Java implementation of TFIDF algorithm code sharing
Algorithm Introduction
concept
TF-IDF (term frequency cinverse document frequency) is a commonly used weighting technique for information retrieval and information mining. TF-IDF is a statistical method to evaluate the importance of a word to a document set or one of the documents in a corpus. The importance of a word increases in proportion to the number of times it appears in the document, but at the same time it increases in the corpus The frequency of occurrence in the library decreases inversely. Various forms of TF-IDF weighting are often used by search engines as a measure or rating of the correlation between files and user queries. In addition to TF-IDF, search engines on the Internet also use a rating method based on link analysis to determine the order in which documents appear in search results.
principle
In a given document, term frequency (TF) refers to the number of times a given word appears in the document. This number is usually normalized (the numerator is generally smaller than the denominator, which is different from IDF) to prevent it from being biased towards long files. (the same word may have a higher word frequency in long files than in short files, regardless of whether the word is important or not.)
Inverse document request (IDF) is a measure of the general importance of words. The IDF of a specific word can be obtained by dividing the total number of files by the number of files containing the word, and then taking the logarithm of the obtained quotient.
The high word frequency in a specific file and the low file frequency of the word in the whole file set can produce a high weight TF-IDF. Therefore, TF-IDF tends to filter out common words and retain important words.

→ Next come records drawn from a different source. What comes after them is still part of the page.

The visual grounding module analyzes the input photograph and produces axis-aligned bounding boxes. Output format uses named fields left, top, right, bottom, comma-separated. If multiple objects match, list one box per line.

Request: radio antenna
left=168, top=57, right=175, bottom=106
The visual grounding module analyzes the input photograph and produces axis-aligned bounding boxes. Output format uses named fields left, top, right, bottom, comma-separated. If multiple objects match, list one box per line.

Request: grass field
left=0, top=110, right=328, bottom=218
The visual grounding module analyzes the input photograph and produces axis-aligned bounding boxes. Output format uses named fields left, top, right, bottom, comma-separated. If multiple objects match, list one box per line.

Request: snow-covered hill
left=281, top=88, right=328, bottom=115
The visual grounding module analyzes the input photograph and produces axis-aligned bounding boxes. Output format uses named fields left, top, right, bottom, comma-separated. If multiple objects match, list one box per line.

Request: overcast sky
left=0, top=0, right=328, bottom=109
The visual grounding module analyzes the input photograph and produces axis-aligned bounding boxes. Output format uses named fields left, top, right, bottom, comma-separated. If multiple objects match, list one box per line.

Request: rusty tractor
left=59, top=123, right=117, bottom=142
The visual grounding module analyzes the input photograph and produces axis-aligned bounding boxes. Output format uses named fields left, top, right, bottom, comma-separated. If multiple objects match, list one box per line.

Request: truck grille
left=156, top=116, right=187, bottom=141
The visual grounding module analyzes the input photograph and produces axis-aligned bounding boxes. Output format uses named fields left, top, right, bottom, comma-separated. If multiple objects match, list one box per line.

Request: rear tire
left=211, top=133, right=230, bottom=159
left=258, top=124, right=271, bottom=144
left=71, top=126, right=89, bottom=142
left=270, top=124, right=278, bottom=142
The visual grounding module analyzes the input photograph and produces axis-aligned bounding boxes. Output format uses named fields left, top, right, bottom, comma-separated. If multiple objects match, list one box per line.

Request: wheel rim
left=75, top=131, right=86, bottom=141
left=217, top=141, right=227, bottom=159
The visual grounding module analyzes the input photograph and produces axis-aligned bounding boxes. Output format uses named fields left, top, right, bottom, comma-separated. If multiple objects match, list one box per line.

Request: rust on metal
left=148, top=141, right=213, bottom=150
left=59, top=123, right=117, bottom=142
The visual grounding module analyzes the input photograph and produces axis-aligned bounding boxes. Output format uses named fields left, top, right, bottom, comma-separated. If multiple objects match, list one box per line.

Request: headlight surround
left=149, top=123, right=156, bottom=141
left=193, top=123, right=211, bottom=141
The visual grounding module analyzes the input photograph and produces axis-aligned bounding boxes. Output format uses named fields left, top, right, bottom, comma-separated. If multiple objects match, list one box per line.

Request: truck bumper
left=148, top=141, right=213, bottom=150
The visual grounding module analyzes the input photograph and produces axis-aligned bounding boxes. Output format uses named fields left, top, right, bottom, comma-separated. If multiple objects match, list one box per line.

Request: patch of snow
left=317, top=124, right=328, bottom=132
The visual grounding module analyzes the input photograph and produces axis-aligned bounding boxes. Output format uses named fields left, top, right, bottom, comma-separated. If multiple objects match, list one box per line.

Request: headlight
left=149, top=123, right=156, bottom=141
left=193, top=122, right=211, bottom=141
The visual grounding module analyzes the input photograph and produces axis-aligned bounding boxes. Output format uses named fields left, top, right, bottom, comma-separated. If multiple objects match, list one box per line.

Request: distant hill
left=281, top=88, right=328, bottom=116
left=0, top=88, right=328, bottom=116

The main idea of TFIDF is that if a word or phrase appears frequently in one article and rarely in other articles, it is considered that this word or phrase has good classification ability and is suitable for classification. TFIDF is actually TF * IDF, TF term frequency, and IDF inverse document frequency. TF indicates the frequency of entries in document D (in other words, TF term frequency refers to the number of times a given word appears in the file). The main idea of IDF is: if there are fewer documents containing entry T, that is, the smaller n is, the larger IDF is, it indicates that entry t has a good ability to distinguish categories. If the number of documents containing entry t in a certain type of document C is m, and the total number of documents containing T in other types is k, it is obvious that the number of documents containing T is n = m + K. when m is large, n is also large, and the IDF value obtained according to the IDF formula will be small, indicating that the ability to distinguish the category of entry t is not strong. (on the other hand, IDF inverse document frequency means that the fewer documents containing entries, the larger the IDF, indicating that entries have a good ability to distinguish between categories.) However, in fact, if an entry appears frequently in a class of documents, it indicates that the entry can well represent the characteristics of the text of this class. Such entries should be given high weight and selected as the characteristic word of this class of documents to distinguish them from other classes of documents. This is the deficiency of IDF
Recently, to extract domain concepts, TFIDF, as a very classic algorithm, can be used as one step.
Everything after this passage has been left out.